Береженого Бог бережет лишь в том смысле, что, даже когда нет никаких способов уберечься от опасности (а в действительности только так оно и бывает, беда в миллиард раз изобретательней нас), надо все равно как бы «принять меры», подыграть Богу. Но при этом сознавая, что никакой «техникой безопасности» себя не обезопасишь, человечество разработало двойную бухгалтерию: перед Богом оно блещет доспехами интеллектуальной бдительности, поистине сыны света; для подземелья же, кишмя кишащего чудовищами, иная тактика: круговая оборона отплевывания, все, без различий лычек и звездочек, одинаково сидят и отплевываются.
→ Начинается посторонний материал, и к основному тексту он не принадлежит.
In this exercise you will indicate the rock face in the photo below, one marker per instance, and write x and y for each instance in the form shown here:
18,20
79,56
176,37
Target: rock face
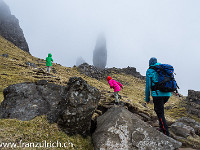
186,129
80,61
100,53
193,102
78,106
10,29
120,129
99,74
71,107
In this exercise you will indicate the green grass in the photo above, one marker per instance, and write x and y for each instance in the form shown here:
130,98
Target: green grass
14,70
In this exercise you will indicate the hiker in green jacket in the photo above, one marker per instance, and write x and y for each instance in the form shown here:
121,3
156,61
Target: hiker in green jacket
48,62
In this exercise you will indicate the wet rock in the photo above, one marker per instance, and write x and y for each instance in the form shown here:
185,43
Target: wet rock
71,106
182,130
10,29
78,106
189,123
193,102
186,130
5,55
120,129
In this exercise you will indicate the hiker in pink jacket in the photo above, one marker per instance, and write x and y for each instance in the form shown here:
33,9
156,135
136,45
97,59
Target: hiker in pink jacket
116,86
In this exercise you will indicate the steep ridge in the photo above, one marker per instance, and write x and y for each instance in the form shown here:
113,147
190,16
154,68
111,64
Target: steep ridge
18,66
10,29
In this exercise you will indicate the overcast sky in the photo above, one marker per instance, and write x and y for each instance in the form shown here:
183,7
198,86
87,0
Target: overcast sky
134,30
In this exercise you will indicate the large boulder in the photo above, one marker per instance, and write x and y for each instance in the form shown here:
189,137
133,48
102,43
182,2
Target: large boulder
10,29
120,129
187,131
71,106
79,103
100,53
193,102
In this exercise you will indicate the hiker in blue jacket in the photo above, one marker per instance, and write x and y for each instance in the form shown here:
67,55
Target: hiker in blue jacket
159,98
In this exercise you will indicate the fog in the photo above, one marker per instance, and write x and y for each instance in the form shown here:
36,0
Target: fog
135,31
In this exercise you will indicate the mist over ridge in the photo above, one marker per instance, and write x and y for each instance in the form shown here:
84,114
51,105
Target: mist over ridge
135,31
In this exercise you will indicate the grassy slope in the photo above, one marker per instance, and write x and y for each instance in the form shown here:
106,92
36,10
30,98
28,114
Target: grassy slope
13,70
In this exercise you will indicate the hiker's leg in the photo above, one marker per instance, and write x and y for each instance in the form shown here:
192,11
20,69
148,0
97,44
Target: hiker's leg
159,109
116,97
49,69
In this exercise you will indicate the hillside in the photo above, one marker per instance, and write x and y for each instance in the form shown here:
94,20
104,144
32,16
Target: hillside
16,69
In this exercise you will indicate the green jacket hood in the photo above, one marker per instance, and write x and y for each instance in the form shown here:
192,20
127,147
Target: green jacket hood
49,55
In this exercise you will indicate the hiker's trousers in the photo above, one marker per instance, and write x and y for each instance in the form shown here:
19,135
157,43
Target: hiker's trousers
116,96
159,109
48,69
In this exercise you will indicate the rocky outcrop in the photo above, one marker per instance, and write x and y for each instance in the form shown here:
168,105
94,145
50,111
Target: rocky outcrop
100,53
120,129
10,29
100,74
186,130
193,102
79,103
71,106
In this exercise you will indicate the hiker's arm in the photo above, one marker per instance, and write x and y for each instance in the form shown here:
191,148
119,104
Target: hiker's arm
148,88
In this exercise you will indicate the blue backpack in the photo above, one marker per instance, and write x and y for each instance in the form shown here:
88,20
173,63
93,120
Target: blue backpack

Это пишется кроме шуток. Как вину — опьянять, так нам присуще заговаривать судьбу. Но ни-ни, преступнейшая глупость — ее испытывать. А как раз-то в Австрии и жили ее испытатели. Хотя бы сравнить, как кончают с собой они — и французы: последние — вполне по-японски, alla breve, первые же возвышенно, в четырехдольном размере, поглощенные собой — будто и не собирались с собою расставаться. (Другими словами, то, что немецко-славянскими революционерами распевалось «на четыре», величественно, у коммунаров скачет в коротких штанишках.) Немудрено. Где нет ветра и волн, дух носится внутри и только внутри: по сосудам, артериям. К смерти, помечая ею собственную судьбу, в Вене апеллировали четыре раза в день. Что это уже пошло, банально — не чувствовали. Вообще не чувствовали пошлость.